Charles, etc. Savoir faisons à touz, presens et avenir, de [p. 288] la partie des amis charnelz de Jehan Bourdeau, charpentier, demourant en la parroisse de Courlé, chargié de trois petites filles, nous a esté humblement exposé que jà pieça lui fut dit et notiffié par plusieurs, tant des amis de Jehanne sa femme comme des siens, que Massé Boutin repairoit charnelement et aloit souvent avec sa femme en son hostel, et qui s'en preist garde. Lequel Bourdeau, lui doubtant de ce, dist par pluseurs fois au dit Boutin qu'il ne alast ne venist plus en son dit hostel, et qu'il lui en desplairoit, ou autrement il le courrouceroit. Et depuis, c'est assavoir le jeudi après la Thiffaine l'an mil CCC IIIIXX et seze, ainsi qu'il estoit venu au marchié en la ville de Bersuyre, fu dit au dit Bourdea par aucuns ses amis que le dit Boutin estoit en son dit hostel et couchoit charnelment avec la dicte Jehanne, sa femme. Lequel Bourdea s'en ala hastivement à son dit hostel et trouva l'uis fermé de chevilles et estoit dedens le dit Boutin et sa dicte femme, et à grant paine vouldrent ouvrir l'uis, et quant le dit huis fut ouvert, le dit Boutin s'en volt fouyr, et avoit le dit Bourdea, quant il entra dedens, en sa main un couteau qui bien povoit valoir X deniers tournois ou environ, et en vouloit ferir le dit Boutin. Et quant la dicte Jehanne vit qu'il vouloit ferir le dit Boutin, ycellui Boutin et elle se prindrent au corps dudit Bourdea, et en le tenant ilz cheurent touz troiz ensemble l'un sur l'autre, et estoit le dit Bourdeau dessoubz, et en cheant le dit Bourdea frappa le dit cousteau entre les costes de sa dicte femme et tant que mort s'en ensuy en la personne d'elle. Pour occasion duquel fait le dit Bourdea, doubtant rigueur de justice s'est absenté du dit païs où il n'oseroit jamais retourner, et sont ses dictes filles en aventure de querir leur pain, se par nous ne lui est sur ce impartie nostre grace et misericorde, si comme il dit, requerant humblement ycelle. Pour quoy nous, ces choses considérées et que le dit suppliant a esté tous jours homme de bonne vie, [p. 289] renommée et honneste conversacion, etc., au dit Bourdea ou cas dessus dit, etc., avons quictié, remis et pardonné, etc. Si donnons en mandement au bailli de Touraine et des ressors et Exempcions d'Anjou, de Poitou et du Maine et à touz noz autres justiciers, etc. Donné à Paris, ou mois de septembre l'an de grace mil CCC IIIIXX et dix sept, et de nostre regne le XVIIe.

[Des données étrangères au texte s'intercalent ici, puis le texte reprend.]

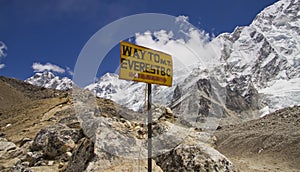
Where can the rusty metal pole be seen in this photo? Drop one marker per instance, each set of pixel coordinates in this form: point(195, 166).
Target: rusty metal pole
point(149, 128)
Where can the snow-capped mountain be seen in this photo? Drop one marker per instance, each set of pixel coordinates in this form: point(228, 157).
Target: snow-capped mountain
point(267, 53)
point(258, 70)
point(49, 80)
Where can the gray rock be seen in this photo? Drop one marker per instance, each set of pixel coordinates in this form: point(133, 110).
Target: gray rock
point(194, 157)
point(81, 156)
point(56, 140)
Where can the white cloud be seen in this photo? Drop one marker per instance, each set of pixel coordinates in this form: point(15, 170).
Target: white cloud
point(37, 67)
point(2, 66)
point(191, 47)
point(3, 49)
point(70, 71)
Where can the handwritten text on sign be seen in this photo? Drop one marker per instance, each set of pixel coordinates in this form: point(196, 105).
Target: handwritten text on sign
point(145, 65)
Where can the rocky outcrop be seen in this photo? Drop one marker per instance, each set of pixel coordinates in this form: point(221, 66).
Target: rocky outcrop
point(194, 157)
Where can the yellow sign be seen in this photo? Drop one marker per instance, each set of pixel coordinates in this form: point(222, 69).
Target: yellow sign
point(145, 65)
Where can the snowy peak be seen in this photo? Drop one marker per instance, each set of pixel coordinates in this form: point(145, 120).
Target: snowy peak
point(49, 80)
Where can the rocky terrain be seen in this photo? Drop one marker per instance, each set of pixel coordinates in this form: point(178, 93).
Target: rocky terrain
point(212, 119)
point(46, 132)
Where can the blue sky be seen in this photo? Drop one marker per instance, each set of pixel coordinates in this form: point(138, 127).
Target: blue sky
point(42, 33)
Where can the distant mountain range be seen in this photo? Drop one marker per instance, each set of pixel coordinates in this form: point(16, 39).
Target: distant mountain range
point(258, 71)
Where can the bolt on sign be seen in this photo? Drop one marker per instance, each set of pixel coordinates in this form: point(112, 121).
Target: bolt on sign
point(142, 64)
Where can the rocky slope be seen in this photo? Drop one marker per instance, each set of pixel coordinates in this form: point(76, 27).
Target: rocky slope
point(54, 131)
point(270, 143)
point(49, 80)
point(257, 73)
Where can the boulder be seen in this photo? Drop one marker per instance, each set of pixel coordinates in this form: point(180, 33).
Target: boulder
point(56, 140)
point(194, 157)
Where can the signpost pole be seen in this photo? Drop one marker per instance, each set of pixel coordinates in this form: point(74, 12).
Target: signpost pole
point(149, 128)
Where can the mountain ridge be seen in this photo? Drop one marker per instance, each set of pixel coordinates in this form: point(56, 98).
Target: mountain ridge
point(251, 59)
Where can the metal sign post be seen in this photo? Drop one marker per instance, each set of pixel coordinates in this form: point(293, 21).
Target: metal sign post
point(142, 64)
point(149, 128)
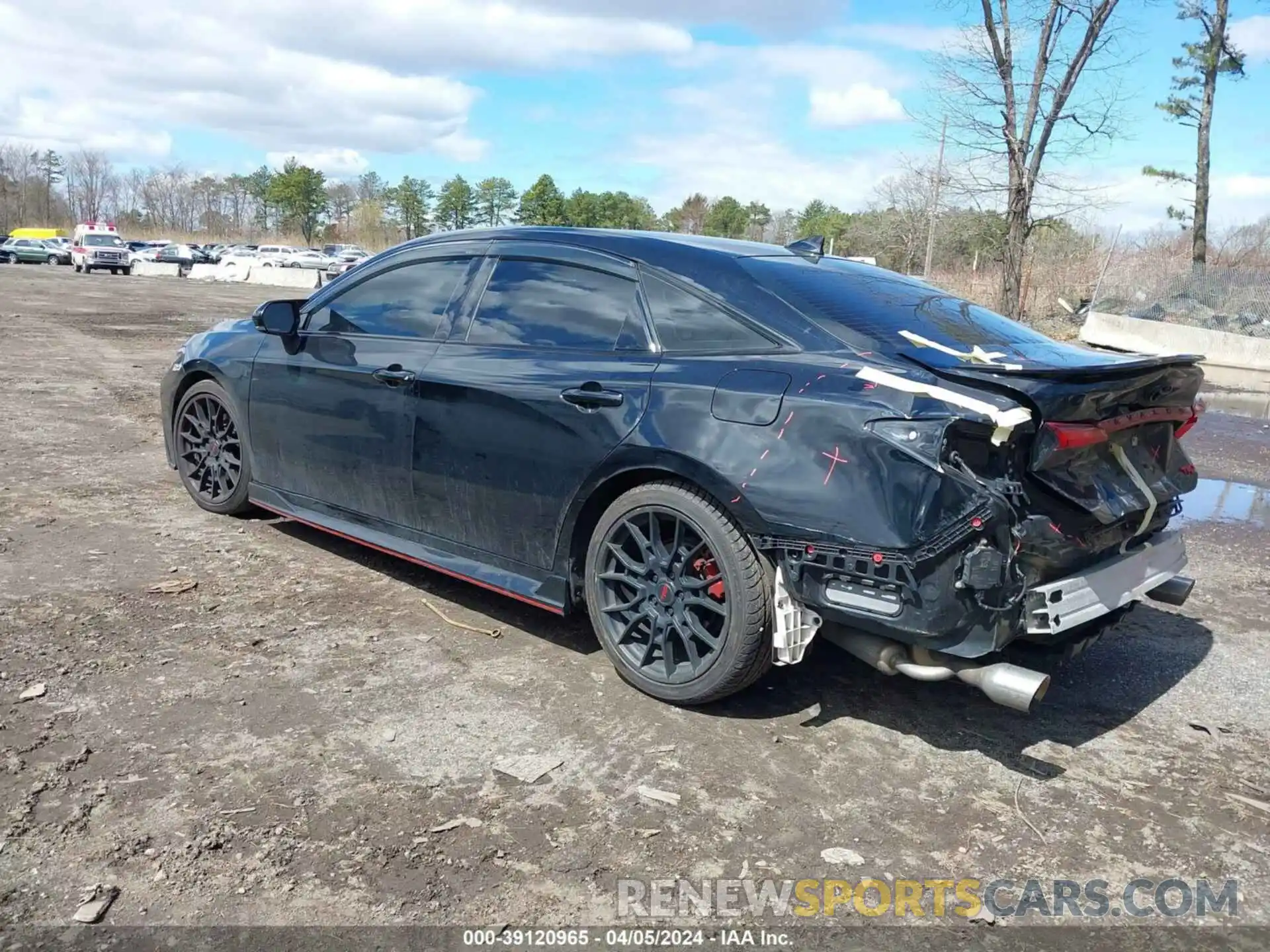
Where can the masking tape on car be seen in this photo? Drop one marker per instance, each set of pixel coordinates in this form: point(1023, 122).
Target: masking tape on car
point(1118, 452)
point(1005, 420)
point(976, 354)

Par le roy, Le Besgue de Yillaines1, le sire d'Osmont2, messire Morisse de Tresiguidi3, messire Jacques de Mommor4 et autres presens. J. de Scepeaux.


1 Le Bègue de Villaines, chambellan de Charles VI dès 1380, fut gouverneur de la Rochelle et se trouvait dans cette ville le 13 avril 1390. A la fin de cette année, en novembre, il fut envoyé vers le roi de Castille et, le 14 avril 1391, il reçut une autre mission vers le même prince. On peut voir dans le Religieux de Saint-Denis comment les ducs de Berry et de Bourgogne, méconnaissant ses longs services, le firent jeter en prison.
2 Pierre II dit Hutin, sire d'Aumont, de Méru, etc., premier chambellan de Charles VI. Voy. ci-dessus, p. 205 note 2.
3 En 1378, Maurice de Tresiguidy, chevalier, était capitaine de Hennebont; en juillet 1380, il fut chargé par le roi d'une mission en Espagne, et l'année suivante nommé capitaine de la ville de Paris. (Dom Morice, Preuves de l'histoire de Bretagne, etc., t. II, p. 187, 193, 283, 374.)
4 Une notice a été consacrée à Jacques de Montmor et à son frère Morelet, dans notre tome IV, p. 244.